[Antonius de Wale]
Wale (Antonius de), Walaeus, geb. 3 October 1573 te Gent, vanwaar hij zich met zijne familie naar Middelburg begaf. In 1596 ging hij op kosten der Middelb. regeering te Leiden in de godgeleerdheid studeeren, deed drie jaren daarna eene buitenlandsche reis, werd in 1601 predikant te Koudekerke in Walcheren, en 6 Maart 1605 te Middelburg, waar hij in 1611 tevens hoogleeraar in het Grieksch en de philosophie was aan de Illustre school. In dien rang werd hij door de staten van Zeeland naar de Dortsche Synode afgevaardigd, kreeg daar eene opdracht voor de herziening der bijbelvertaling, en werd vandaar geroepen om Oldenbarnevelt in zijne laatste levensuren bij te staan. In dat zelfde jaar 1619 deed hij zijne intrede als prof. te Leiden, en overl. ald., 9 Juli 1639.

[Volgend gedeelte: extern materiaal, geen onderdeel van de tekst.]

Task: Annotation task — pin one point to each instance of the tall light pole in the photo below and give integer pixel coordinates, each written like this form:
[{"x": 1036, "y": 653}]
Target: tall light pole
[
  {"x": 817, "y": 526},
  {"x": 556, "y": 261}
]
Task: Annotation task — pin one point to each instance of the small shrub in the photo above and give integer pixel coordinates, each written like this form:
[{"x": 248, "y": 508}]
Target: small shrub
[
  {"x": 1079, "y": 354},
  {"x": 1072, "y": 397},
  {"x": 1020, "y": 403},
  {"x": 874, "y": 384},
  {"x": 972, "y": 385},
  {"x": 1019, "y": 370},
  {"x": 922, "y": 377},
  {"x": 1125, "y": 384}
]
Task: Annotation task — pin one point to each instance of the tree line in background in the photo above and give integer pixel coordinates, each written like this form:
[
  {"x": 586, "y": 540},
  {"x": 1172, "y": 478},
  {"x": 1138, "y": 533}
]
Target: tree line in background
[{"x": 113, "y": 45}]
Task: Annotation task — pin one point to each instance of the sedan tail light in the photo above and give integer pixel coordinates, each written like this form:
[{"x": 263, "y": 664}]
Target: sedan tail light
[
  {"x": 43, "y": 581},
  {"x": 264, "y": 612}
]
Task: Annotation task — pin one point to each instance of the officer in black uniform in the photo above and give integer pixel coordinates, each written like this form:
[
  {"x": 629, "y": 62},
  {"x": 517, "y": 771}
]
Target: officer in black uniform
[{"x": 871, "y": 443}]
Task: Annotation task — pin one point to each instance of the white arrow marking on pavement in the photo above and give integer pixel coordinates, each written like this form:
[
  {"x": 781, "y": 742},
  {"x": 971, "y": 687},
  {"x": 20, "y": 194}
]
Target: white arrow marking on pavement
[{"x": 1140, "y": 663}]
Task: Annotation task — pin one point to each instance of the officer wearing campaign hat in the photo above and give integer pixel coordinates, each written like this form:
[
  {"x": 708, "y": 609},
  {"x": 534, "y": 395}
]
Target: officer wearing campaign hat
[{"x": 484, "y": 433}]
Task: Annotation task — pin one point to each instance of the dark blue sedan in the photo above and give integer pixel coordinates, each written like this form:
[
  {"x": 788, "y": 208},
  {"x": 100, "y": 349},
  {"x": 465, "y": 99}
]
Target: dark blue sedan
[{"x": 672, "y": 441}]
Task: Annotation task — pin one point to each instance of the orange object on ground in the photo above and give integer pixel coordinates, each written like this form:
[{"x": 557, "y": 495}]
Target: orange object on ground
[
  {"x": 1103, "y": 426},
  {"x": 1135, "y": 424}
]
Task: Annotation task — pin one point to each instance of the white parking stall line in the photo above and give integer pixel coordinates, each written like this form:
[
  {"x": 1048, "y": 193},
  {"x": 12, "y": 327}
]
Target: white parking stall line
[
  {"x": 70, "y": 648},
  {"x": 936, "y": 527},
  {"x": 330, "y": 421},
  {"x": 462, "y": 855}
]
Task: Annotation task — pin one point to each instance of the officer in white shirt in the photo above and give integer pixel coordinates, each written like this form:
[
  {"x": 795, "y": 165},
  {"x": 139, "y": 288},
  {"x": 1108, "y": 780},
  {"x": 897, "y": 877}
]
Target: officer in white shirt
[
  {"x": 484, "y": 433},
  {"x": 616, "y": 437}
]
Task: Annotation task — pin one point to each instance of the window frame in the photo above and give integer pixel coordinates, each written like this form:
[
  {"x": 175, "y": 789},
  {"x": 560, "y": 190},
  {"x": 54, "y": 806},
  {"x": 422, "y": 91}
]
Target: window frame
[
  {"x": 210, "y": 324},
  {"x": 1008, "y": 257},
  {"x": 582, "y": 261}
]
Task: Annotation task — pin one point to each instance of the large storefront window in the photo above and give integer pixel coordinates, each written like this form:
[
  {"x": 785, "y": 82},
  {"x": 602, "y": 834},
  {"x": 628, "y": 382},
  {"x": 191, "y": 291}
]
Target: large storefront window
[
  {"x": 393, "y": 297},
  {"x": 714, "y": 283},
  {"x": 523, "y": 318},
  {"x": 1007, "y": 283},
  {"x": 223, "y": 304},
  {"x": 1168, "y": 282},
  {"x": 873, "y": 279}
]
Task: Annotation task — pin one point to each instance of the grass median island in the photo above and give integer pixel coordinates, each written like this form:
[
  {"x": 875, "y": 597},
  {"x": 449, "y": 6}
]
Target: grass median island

Behalve een groot aantal Latijnsche werken schreef hij: Het ampt der kerkedienaren, ende authoriteyt die een hooghe Christelyke overheyt daerover toekomt, Middelb. 1615. Zijue aant. betreffende zijne laatste gesprekken met den Advocaat zijn door hem, bij wijze van Memorie of Verslag in schrift gebracht.